Wasserwerfer und Tränengas hielten die aggressivsten Hooligans davon ab, den Polizeikordon zu durchbrechen und den fröhlich, wenn auch etwas bange zur Musik tanzenden Demonstranten ihre Regenbogen-Fahnen zu entreißen.

Besonders empörte sie, dass sich einer der schwulen Demonstranten eine weiß-rote Flagge Polens umgehängt hatte. Doch die Polizei ging in Zweierreihe neben ihm her, so dass ihm kein Haar gekrümmt wurde.

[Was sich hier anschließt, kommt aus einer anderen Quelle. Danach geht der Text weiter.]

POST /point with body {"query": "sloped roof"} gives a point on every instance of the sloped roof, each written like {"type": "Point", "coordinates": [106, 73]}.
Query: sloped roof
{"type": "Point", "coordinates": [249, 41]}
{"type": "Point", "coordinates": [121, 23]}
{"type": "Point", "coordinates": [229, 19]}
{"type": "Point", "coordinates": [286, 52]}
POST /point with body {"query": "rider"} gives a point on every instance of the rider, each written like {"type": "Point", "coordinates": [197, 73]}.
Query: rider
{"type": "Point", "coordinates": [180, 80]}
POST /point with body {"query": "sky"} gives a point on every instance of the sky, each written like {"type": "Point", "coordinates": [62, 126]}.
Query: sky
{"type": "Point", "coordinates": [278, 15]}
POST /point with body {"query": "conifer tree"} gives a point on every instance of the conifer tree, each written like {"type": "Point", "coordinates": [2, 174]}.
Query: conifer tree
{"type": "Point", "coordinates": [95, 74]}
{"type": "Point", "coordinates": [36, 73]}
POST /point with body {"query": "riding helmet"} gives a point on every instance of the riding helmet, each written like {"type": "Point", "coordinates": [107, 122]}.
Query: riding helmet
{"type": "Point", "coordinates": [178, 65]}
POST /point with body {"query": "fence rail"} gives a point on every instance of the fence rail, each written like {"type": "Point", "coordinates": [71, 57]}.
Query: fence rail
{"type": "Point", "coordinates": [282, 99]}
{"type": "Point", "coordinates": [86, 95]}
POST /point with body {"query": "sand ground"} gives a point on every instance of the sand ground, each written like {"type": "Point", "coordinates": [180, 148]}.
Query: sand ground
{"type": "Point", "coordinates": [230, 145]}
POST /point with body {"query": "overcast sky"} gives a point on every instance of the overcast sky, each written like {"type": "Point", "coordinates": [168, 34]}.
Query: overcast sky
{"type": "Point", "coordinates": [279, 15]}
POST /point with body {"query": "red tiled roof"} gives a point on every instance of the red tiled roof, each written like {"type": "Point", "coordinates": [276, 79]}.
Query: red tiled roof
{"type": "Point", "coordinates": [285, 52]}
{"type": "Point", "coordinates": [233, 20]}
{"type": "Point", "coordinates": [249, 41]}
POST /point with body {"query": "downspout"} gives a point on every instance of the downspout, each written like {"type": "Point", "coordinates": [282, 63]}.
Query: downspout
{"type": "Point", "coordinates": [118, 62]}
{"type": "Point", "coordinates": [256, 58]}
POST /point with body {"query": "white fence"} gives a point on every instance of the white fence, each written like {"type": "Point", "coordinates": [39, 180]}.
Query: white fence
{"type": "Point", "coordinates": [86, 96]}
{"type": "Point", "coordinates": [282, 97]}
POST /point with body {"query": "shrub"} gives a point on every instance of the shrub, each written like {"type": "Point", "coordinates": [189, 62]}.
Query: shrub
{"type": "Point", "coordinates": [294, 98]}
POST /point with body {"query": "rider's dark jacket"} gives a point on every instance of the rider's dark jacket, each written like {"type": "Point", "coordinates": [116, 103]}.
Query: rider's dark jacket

Am Samstag-Nachmittag bilanziert die Polizeisprecherin: „Es gibt acht leicht verletzte Polizisten und 21 verhaftete Gegendemonstranten. Davon werden sich 16 vor Gericht verantworten müssen, die anderen kommen mit Verwarnungen und Geldstrafen davon.“

Lublins erstes Mal

Insgesamt sei der Einsatz erfolgreich gewesen. Keinem Teilnehmer der Gleichheitsparade sei etwas zugestoßen, und auch keinem Bürger Lublins oder Touristen, die einfach nur den herrlichen Sonnentag genießen wollten.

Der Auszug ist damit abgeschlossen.